Differential inhibition of adenylylated and deadenylylated forms of M. tuberculosis glutamine synthetase as a drug discovery platform.

作者信息

Theron A, Roth R L, Hoppe H, Parkinson C, van der Westhuyzen C W, Stoychev S, Wiid I, Pietersen R D, Baker B, Kenyon C P

机构信息

CSIR Biosciences, Pretoria, South Africa.

School of Biomedical Sciences, Charles Sturt University, Orange NSW, Australia.

出版信息

PLoS One. 2017 Oct 3;12(10):e0185068. doi: 10.1371/journal.pone.0185068. eCollection 2017.

DOI:10.1371/journal.pone.0185068
PMID:28972974
原文链接:https://pmc.ncbi.nlm.nih.gov/articles/PMC5626031/
Abstract

Glutamine synthetase is a ubiquitous central enzyme in nitrogen metabolism that is controlled by up to four regulatory mechanisms, including adenylylation of some or all of the twelve subunits by adenylyl transferase. It is considered a potential therapeutic target for the treatment of tuberculosis, being essential for the growth of Mycobacterium tuberculosis, and is found extracellularly only in the pathogenic Mycobacterium strains. Human glutamine synthetase is not regulated by the adenylylation mechanism, so the adenylylated form of bacterial glutamine synthetase is of particular interest.

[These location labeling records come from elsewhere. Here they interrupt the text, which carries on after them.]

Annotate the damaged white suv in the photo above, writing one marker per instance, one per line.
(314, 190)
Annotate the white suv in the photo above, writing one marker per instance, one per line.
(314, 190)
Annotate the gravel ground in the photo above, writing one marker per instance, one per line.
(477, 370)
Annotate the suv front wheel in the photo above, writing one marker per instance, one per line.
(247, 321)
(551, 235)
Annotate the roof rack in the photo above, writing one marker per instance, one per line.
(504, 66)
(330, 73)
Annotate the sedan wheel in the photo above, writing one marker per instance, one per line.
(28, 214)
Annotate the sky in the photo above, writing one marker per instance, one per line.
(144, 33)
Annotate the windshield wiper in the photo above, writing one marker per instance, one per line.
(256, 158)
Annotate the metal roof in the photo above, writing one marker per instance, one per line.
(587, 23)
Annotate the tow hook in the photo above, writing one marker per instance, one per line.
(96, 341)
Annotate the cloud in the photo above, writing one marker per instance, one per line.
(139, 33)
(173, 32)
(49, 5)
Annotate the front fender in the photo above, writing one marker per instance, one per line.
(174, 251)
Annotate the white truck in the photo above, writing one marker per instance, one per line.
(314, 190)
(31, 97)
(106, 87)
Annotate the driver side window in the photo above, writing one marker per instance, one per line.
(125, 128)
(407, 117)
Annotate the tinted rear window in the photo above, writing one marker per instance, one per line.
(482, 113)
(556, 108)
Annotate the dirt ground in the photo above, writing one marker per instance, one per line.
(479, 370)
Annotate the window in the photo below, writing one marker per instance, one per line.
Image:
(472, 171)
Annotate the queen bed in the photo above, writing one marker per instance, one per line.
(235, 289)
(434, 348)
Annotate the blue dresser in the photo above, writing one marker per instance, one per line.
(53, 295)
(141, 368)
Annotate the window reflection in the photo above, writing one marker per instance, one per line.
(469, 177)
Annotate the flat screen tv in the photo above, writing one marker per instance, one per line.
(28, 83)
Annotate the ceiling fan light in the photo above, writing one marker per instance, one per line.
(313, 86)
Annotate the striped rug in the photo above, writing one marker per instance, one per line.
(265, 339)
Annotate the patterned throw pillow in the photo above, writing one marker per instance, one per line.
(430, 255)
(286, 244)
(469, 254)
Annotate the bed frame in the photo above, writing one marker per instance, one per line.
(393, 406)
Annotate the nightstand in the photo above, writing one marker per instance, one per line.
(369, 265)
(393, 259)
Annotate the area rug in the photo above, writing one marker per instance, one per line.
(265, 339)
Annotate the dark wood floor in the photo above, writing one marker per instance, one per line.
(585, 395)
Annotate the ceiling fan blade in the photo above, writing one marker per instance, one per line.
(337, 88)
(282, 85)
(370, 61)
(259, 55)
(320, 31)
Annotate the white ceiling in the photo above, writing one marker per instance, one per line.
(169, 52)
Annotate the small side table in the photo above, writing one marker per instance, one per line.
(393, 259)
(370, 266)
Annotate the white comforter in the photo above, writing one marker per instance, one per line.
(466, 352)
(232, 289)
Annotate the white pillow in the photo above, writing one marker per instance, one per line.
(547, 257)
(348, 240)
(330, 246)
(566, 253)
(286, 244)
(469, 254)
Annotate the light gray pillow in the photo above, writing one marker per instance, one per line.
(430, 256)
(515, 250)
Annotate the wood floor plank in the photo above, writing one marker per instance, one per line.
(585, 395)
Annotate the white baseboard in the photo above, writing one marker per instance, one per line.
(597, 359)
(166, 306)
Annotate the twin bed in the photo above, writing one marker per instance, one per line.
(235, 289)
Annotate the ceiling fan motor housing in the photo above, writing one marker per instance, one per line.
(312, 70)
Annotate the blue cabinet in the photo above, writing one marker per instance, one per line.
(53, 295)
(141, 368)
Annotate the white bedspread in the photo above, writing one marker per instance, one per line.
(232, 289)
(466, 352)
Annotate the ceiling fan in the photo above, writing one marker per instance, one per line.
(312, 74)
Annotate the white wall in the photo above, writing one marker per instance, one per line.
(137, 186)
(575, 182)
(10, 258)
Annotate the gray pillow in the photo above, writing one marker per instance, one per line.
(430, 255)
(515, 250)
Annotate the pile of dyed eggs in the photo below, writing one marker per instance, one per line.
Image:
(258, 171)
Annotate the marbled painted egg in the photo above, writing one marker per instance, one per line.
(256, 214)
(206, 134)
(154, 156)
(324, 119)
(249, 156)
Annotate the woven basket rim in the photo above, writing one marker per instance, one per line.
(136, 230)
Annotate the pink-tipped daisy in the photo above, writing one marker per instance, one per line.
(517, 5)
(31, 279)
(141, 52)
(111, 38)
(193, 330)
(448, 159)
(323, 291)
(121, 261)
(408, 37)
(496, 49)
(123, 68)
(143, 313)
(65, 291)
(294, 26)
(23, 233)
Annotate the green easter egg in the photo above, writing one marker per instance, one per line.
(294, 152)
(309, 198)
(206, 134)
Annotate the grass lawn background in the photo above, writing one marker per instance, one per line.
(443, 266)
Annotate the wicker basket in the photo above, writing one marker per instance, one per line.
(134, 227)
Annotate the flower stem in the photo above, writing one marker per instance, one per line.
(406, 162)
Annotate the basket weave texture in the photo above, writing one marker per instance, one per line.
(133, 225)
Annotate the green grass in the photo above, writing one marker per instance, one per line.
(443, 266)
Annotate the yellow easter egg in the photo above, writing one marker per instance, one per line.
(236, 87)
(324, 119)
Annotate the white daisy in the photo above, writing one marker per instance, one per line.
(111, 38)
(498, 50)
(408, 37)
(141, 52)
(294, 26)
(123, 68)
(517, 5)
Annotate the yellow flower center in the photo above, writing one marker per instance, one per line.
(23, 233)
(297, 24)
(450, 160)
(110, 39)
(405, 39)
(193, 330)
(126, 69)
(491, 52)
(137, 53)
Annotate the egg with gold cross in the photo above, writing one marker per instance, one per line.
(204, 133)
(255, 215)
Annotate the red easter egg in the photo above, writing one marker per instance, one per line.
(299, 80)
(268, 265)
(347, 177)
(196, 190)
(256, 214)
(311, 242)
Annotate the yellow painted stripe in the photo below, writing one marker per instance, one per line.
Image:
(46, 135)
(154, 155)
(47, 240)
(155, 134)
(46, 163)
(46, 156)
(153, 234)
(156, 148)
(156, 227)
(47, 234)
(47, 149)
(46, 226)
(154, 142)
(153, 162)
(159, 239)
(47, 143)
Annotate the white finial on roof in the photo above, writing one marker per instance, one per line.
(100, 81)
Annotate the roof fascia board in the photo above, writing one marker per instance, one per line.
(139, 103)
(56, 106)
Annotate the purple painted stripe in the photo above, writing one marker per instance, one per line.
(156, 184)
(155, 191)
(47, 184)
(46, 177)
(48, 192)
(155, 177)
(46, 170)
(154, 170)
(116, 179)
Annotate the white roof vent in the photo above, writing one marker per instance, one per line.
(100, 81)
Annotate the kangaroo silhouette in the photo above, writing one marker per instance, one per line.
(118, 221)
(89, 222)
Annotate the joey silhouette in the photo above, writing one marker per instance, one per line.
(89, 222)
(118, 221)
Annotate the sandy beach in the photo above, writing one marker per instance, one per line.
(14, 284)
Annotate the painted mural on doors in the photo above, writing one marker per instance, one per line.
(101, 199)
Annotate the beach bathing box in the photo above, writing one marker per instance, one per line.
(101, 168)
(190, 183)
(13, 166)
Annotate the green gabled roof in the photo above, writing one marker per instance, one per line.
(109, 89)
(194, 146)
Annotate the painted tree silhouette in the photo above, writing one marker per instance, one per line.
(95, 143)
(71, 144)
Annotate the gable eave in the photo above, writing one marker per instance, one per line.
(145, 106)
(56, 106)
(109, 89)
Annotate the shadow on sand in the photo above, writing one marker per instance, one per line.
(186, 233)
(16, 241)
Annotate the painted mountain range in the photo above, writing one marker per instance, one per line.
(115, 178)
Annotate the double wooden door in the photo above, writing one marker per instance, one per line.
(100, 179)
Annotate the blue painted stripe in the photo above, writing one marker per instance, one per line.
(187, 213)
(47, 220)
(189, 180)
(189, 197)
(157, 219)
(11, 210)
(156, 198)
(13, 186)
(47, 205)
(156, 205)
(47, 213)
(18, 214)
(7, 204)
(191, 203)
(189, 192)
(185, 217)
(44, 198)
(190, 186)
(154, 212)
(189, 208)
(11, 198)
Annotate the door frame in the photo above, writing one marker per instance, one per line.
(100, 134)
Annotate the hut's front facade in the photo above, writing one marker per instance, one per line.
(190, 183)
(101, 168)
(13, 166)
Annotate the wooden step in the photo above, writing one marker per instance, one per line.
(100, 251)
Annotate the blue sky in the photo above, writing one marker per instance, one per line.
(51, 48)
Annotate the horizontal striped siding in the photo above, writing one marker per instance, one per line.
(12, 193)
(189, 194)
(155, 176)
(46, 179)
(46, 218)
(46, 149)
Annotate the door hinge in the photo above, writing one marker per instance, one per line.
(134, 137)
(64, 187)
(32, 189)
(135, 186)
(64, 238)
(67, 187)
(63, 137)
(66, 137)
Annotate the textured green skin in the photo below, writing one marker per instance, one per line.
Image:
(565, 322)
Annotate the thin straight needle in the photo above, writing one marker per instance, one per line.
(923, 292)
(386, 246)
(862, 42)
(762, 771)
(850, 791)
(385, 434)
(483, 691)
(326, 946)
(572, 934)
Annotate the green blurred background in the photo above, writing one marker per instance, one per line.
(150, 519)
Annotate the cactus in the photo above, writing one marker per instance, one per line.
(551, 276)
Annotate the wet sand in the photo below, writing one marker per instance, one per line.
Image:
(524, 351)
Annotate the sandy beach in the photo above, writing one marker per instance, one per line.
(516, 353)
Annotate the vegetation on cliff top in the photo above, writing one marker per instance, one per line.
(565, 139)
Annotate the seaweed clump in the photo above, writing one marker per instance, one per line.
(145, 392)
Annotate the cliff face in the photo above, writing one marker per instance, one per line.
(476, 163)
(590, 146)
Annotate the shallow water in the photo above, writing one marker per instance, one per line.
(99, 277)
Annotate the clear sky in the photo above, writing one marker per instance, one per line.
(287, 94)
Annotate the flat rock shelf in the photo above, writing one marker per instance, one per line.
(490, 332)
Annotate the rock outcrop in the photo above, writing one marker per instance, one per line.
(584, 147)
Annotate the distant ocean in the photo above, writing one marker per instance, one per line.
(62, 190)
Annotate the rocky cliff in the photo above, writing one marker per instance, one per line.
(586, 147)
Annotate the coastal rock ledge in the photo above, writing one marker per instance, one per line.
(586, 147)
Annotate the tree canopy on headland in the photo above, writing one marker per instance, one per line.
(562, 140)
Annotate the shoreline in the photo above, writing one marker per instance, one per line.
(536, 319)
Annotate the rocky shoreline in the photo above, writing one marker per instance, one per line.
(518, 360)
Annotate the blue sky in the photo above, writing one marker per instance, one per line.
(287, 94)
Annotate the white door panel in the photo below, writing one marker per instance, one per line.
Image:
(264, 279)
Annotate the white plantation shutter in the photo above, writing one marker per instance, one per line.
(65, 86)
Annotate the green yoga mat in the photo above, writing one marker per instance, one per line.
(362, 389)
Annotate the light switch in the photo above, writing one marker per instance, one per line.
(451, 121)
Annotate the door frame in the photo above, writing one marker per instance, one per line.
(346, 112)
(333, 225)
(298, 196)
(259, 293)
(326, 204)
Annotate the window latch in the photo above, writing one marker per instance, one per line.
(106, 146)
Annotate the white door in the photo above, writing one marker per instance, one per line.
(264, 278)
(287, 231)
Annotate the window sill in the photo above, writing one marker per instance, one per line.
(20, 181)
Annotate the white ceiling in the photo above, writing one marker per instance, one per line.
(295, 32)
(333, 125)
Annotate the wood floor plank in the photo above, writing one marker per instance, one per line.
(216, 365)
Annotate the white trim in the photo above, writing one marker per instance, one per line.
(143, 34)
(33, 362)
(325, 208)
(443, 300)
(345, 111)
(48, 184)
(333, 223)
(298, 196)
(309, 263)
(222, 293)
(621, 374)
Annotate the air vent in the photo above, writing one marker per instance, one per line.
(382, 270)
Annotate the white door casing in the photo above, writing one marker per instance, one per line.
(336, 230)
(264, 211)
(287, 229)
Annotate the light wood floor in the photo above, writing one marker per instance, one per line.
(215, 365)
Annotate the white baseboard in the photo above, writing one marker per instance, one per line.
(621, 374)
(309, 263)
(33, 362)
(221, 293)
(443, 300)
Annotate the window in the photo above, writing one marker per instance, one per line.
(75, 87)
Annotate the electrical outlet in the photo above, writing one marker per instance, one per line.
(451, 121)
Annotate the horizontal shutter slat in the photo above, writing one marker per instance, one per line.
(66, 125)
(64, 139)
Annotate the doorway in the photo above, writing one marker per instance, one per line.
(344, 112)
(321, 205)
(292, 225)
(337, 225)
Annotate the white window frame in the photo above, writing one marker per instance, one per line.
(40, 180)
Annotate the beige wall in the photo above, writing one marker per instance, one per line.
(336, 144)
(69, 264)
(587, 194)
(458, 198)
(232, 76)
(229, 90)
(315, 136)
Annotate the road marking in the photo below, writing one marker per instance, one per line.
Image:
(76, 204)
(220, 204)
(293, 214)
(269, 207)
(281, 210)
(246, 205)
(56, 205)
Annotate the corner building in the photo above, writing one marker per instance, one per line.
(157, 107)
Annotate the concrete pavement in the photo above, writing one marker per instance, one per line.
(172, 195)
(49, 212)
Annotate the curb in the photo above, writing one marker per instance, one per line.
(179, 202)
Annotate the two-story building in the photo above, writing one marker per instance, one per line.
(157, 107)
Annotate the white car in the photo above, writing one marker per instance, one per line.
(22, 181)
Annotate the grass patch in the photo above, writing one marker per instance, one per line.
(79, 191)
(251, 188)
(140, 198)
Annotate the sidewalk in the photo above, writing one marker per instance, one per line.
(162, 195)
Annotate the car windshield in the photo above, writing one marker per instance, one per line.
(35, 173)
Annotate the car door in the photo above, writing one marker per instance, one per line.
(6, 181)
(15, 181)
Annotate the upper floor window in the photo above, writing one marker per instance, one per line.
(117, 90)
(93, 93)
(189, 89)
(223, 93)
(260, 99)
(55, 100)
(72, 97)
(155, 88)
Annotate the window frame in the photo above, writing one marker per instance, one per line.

Previously published reports show that, when M. tuberculosis glutamine synthetase is expressed in Escherichia coli, the E. coli adenylyl transferase does not optimally adenylylate the M. tuberculosis glutamine synthetase. Here, we demonstrate the production of soluble adenylylated M. tuberulosis glutamine synthetase in E. coli by the co-expression of M. tuberculosis glutamine synthetase and M. tuberculosis adenylyl transferase. The differential inhibition of adenylylated M. tuberulosis glutamine synthetase and deadenylylated M. tuberulosis glutamine synthetase by ATP based scaffold inhibitors are reported. Compounds selected on the basis of their enzyme inhibition were also shown to inhibit M. tuberculosis in the BACTEC 460TB™ assay as well as the intracellular inhibition of M. tuberculosis in a mouse bone-marrow derived macrophage assay.

摘要

谷氨酰胺合成酶是氮代谢中一种普遍存在的关键酶,受多达四种调控机制的控制,包括腺苷酸转移酶对十二个亚基中的部分或全部进行腺苷酸化。它被认为是治疗结核病的潜在治疗靶点,对结核分枝杆菌的生长至关重要,并且仅在致病性分枝杆菌菌株的细胞外发现。人谷氨酰胺合成酶不受腺苷酸化机制调控,因此细菌谷氨酰胺合成酶的腺苷酸化形式特别受关注。先前发表的报告表明,当结核分枝杆菌谷氨酰胺合成酶在大肠杆菌中表达时,大肠杆菌腺苷酸转移酶不能最佳地对结核分枝杆菌谷氨酰胺合成酶进行腺苷酸化。在此,我们通过共表达结核分枝杆菌谷氨酰胺合成酶和结核分枝杆菌腺苷酸转移酶,证明了在大肠杆菌中产生可溶性腺苷酸化的结核分枝杆菌谷氨酰胺合成酶。报告了基于ATP的支架抑制剂对腺苷酸化的结核分枝杆菌谷氨酰胺合成酶和去腺苷酸化的结核分枝杆菌谷氨酰胺合成酶的差异抑制作用。基于酶抑制作用选择的化合物在BACTEC 460TB™试验中也显示出抑制结核分枝杆菌的作用,以及在小鼠骨髓来源巨噬细胞试验中对结核分枝杆菌的细胞内抑制作用。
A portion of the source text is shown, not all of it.